For your amusement

Hello,

In order to parse ixml with my parser, I have to do a little bit of
rule-rewriting. I need to turn optionality and repetition into new
nonterminals so that all of the rules have the form:

  nonterminal: seqence, of, terminals, and, nonterminals.

I also allow repeated definitions for the same nonterminal to represent
alternatives.

For example:

  chapter: para+.

might become

  chapter: paraplus.
  -paraplus: para, parastar.
  -parastar: para, parastar.
  -parastar: para.

(I did that rewrite in my head, I make no claims that it’s either
optimal or even correct.)

This is of no interest to the user, of course, because it all happens
automatically.

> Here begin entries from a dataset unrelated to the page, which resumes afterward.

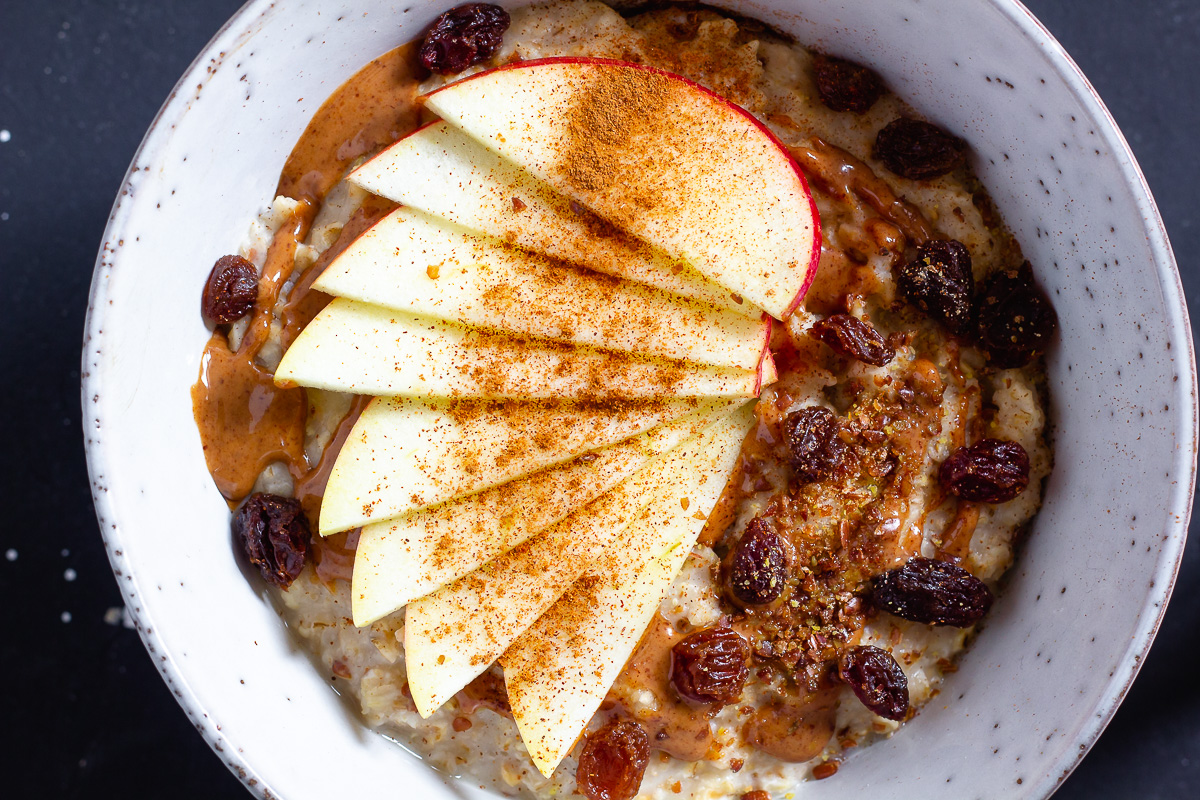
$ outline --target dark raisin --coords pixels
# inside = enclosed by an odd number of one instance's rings
[[[575,770],[578,790],[588,800],[630,800],[642,786],[650,762],[650,742],[632,720],[612,720],[588,734]]]
[[[851,314],[834,314],[812,323],[809,335],[829,345],[834,353],[882,367],[896,351],[868,323]]]
[[[1030,485],[1030,456],[1015,441],[980,439],[942,462],[937,480],[956,498],[1007,503]]]
[[[696,703],[728,705],[742,694],[750,644],[730,627],[710,627],[671,648],[671,684]]]
[[[468,2],[433,20],[419,56],[426,70],[452,76],[482,64],[500,47],[509,12],[487,2]]]
[[[841,423],[838,416],[821,405],[792,411],[784,420],[788,461],[792,473],[804,483],[823,481],[833,475],[846,458]]]
[[[914,558],[876,576],[871,600],[901,619],[926,625],[974,625],[991,608],[983,581],[947,561]]]
[[[862,114],[883,96],[883,82],[874,70],[832,55],[812,56],[821,102],[835,112]]]
[[[200,313],[214,323],[232,323],[258,300],[258,270],[241,255],[222,255],[204,282]]]
[[[838,674],[872,714],[899,722],[908,712],[908,679],[887,650],[851,648],[838,661]]]
[[[733,548],[730,593],[746,606],[764,606],[784,594],[790,546],[762,517],[755,517]]]
[[[1050,299],[1033,281],[1028,261],[997,272],[976,302],[979,344],[1001,368],[1021,367],[1045,353],[1058,327]]]
[[[263,579],[287,589],[304,569],[312,533],[294,498],[251,494],[233,517],[233,535]]]
[[[974,276],[971,253],[962,242],[935,239],[922,245],[917,259],[898,271],[896,287],[908,302],[953,333],[971,332]]]
[[[875,137],[872,155],[896,175],[923,181],[966,163],[967,144],[936,125],[901,116]]]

And it has no impact on the ixml output because the
generated nonterminals are all marked “-”, they produce nothing.

I say all of this only because, as a consequence of this rewriting, the
“raw” results that I get from parsing an ixml grammar look a little
weird.

Nevertheless, for your amusement, in all it’s ~10,000 node glory, here
is an SVG diagram of the shared packed parse forest (SPPF) of the text
of the ixml grammar (with most occurrences of insiginficant whitespace
removed) parsed with ixml:

  https://nwalsh.com/scratch/sppf/ixml.svg

That’s sort of goofy and I doubt it’s useful. It take about 3.5 seconds
for my implementation to produce the parse and it takes graphviz about
100 seconds to draw it. So I win. :-)

Here’s a simple grammar for arithmetic expressions (in a slightly
different BNF format, apologies):

Sum => Sum, ["+";"-"], Product
Sum => Product
Product => Product, ["*";"/"], Factor
Product => Factor
Factor => '(', Sum, ')'
Factor => Number
Number => ["0"-"9"], Number
Number => ["0"-"9"]

The SPPF representation of a parse of “1+(2*3-4)” with that grammar is a
little easier to read:

  https://nwalsh.com/scratch/sppf/sum.svg

Each node in the graph is labelled with either a symbol or the partially
completed Earley state that it represents. The numbers following the
label are the range of characters that it spans. The extra intermediate
nodes in the graph are added to limit its size.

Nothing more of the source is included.